Idk typing +1 seems easy enough... 1:N == union(1:(N÷2), (N÷2+1):N).

But really, these discussions are funny to me - each side pretending their convention is how God intended indexing to be done. You see it's naturally composable because N/2 shows up twice, which is really the perfect amount of times to show up, and as you recall I just defined composable in that way (not to mention it matches the fact that N/2 occurs twice in [0, N)!)
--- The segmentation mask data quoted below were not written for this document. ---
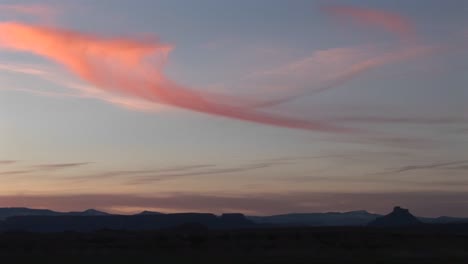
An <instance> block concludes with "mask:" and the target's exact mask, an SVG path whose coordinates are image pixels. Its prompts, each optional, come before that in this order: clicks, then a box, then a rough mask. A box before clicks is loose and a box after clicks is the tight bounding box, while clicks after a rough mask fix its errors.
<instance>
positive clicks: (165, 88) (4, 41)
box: [0, 22, 352, 132]
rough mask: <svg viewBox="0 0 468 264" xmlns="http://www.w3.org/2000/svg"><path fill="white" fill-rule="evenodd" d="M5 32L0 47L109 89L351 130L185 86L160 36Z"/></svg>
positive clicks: (64, 31)
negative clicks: (266, 112)
mask: <svg viewBox="0 0 468 264" xmlns="http://www.w3.org/2000/svg"><path fill="white" fill-rule="evenodd" d="M0 32H2V35H1V36H0V46H1V47H3V48H6V49H11V50H16V51H21V52H29V53H33V54H36V55H39V56H42V57H45V58H48V59H50V60H52V61H55V62H56V63H58V64H60V65H62V66H64V67H65V68H67V69H68V70H69V71H70V72H71V73H73V74H74V75H75V76H77V77H79V78H80V79H81V80H83V81H86V82H87V83H90V84H92V85H94V86H96V87H97V88H100V89H102V90H104V91H106V92H112V93H118V94H122V95H127V96H130V97H133V98H140V99H144V100H146V101H150V102H153V103H161V104H166V105H171V106H175V107H180V108H184V109H187V110H191V111H195V112H201V113H206V114H211V115H217V116H223V117H228V118H233V119H238V120H243V121H250V122H255V123H261V124H266V125H273V126H281V127H288V128H299V129H307V130H314V131H323V132H350V131H352V130H351V129H346V128H341V127H337V126H335V125H332V124H328V123H325V122H321V121H305V120H299V119H294V118H288V117H283V116H279V115H274V114H270V113H266V112H260V111H255V110H252V109H246V108H244V107H242V106H241V105H242V104H238V103H237V101H238V99H237V98H234V97H227V96H222V97H219V96H216V95H214V94H210V93H206V92H205V93H203V92H199V91H195V90H191V89H187V88H185V87H181V86H179V85H178V84H176V83H174V82H173V81H171V80H169V79H167V78H166V77H165V76H164V74H163V72H162V67H163V66H164V64H165V61H166V58H167V56H168V54H169V52H170V51H171V50H172V49H173V46H172V45H169V44H164V43H161V42H159V41H158V40H154V39H153V40H134V39H129V38H108V37H101V36H96V35H90V34H82V33H79V32H75V31H70V30H63V29H58V28H51V27H45V26H37V25H31V24H25V23H16V22H3V23H0Z"/></svg>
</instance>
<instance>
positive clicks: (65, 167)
mask: <svg viewBox="0 0 468 264" xmlns="http://www.w3.org/2000/svg"><path fill="white" fill-rule="evenodd" d="M13 163H16V162H15V161H4V163H3V164H13ZM1 164H2V162H0V165H1ZM89 164H91V162H76V163H48V164H39V165H32V166H23V167H21V168H20V169H17V170H10V171H2V172H0V175H2V176H9V175H23V174H30V173H35V172H43V171H56V170H65V169H73V168H76V167H81V166H86V165H89Z"/></svg>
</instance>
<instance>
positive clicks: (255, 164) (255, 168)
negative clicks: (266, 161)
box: [129, 161, 286, 184]
mask: <svg viewBox="0 0 468 264" xmlns="http://www.w3.org/2000/svg"><path fill="white" fill-rule="evenodd" d="M283 164H286V162H284V161H275V162H261V163H252V164H242V165H238V166H231V167H213V168H209V169H203V170H194V171H183V172H175V173H156V174H153V175H146V176H142V177H134V178H133V179H132V180H130V182H129V183H131V184H145V183H151V182H155V181H161V180H170V179H174V178H179V177H192V176H206V175H217V174H219V175H222V174H229V173H239V172H246V171H253V170H258V169H265V168H269V167H272V166H278V165H283Z"/></svg>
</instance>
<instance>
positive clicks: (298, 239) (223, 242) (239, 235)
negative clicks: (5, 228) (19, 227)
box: [0, 227, 468, 264]
mask: <svg viewBox="0 0 468 264" xmlns="http://www.w3.org/2000/svg"><path fill="white" fill-rule="evenodd" d="M0 260H2V263H71V264H73V263H86V264H93V263H208V264H209V263H255V264H259V263H288V264H289V263H291V264H292V263H359V264H366V263H412V264H418V263H428V264H429V263H453V264H457V263H463V264H466V263H468V234H466V233H462V234H450V233H447V232H438V231H434V230H432V231H425V230H411V229H406V230H403V229H399V230H396V229H371V228H342V227H341V228H261V229H245V230H230V231H229V230H206V229H197V228H194V229H193V230H165V231H151V232H125V231H99V232H95V233H73V232H70V233H68V232H66V233H48V234H39V233H21V232H7V233H3V234H0Z"/></svg>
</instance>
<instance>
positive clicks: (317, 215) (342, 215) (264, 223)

In python this is natural way to do ranges, and in Julia you have to remember this pesky +1

In Python (C, C++ with whole STL) you could split in the middle, or at any M

[0...N)=[0...M)+[M...N)

You could split it k times at any boundaries, still

[0...N)=[0...M1)+...+[Mk...N)

Another important thing is that number of elements to process is exactly the difference between last and first index of the range

https://www.cs.utexas.edu/users/EWD/ewd08xx/EWD831.PDF

> number of elements to process is exactly the difference between last and first index of the range

And in Julia, it’s

  length(a:b)

which also works with non-unit step sizes like

  length(a:x:b)

The intent of these expressions seems clearer than the intent of `b-a` and `ceiling((b-a)/x)` with your proposed approach in a zero-indexed language.